The world shouldn’t wait for another Hiroshima to regulate AI

It is telling that last month’s G7 summit in Japan focused on three big issues, two of which were the Ukraine war and the rise of an assertive China. The third was a bit unusual- Artificial Intelligence (AI) and how to regulate the most powerful technology ever created by man. It was also significant that the meeting was in Hiroshima, where the most destructive technology created in the 20th century was unleashed. Hiroshima was a ‘never again’ moment in nuclear warfare, and it led directly to global regulation with the International Atomic Energy Agency (IAEA) and the Non-Proliferation Treaty. Like the atom, AI is a dual-use technology, promising amazing scientific breakthroughs like cancer cures, but also raising the specter of a destructive super-intelligence and gross abuse. As AI, especially generative AI, races ahead, regulation seems to have been left far behind. In fact, I’ve often spoken about the need for humanity to tame this technology before we face another Hiroshima moment in AI.

There has been an abundance of opinion on this, and it seems the apprehensions have eclipsed the enthusiasm surrounding it. AI is not easy to regulate – it is a borderless technology moving at lightning speed in a geopolitically fragmented world. One of the clearest descriptions of regulating AI I found was by John Thornhill of the Financial Times, who wrote about the 4D challenge of regulating AI (bit.ly/3P3kx7a). The first D is discrimination, in his view—the power of AI and machine learning is how to spot outliers in data patterns. In this way one can identify defects in the production line, or cancer cells among normal cells; However, this same property can also lead to prejudice along racial, gender or nationalistic lines as the AI ​​may not see some of these as conforming to patterns.
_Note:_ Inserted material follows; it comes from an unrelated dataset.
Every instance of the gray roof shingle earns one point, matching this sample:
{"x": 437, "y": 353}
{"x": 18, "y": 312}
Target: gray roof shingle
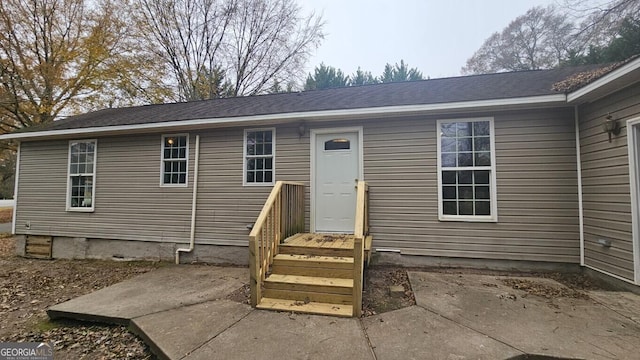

Propaganda is another issue; If we are to believe “WhatsApp University” as the most efficient disseminators of misinformation, meet the generator! Thornhill’s third D is displacement, mainly for jobs, powerful AI engines like ChatGPT intrude into tasks done by humans. The last one is catastrophe – the fear that super-intelligent AI will, intentionally or otherwise, lead to the destruction of the human race.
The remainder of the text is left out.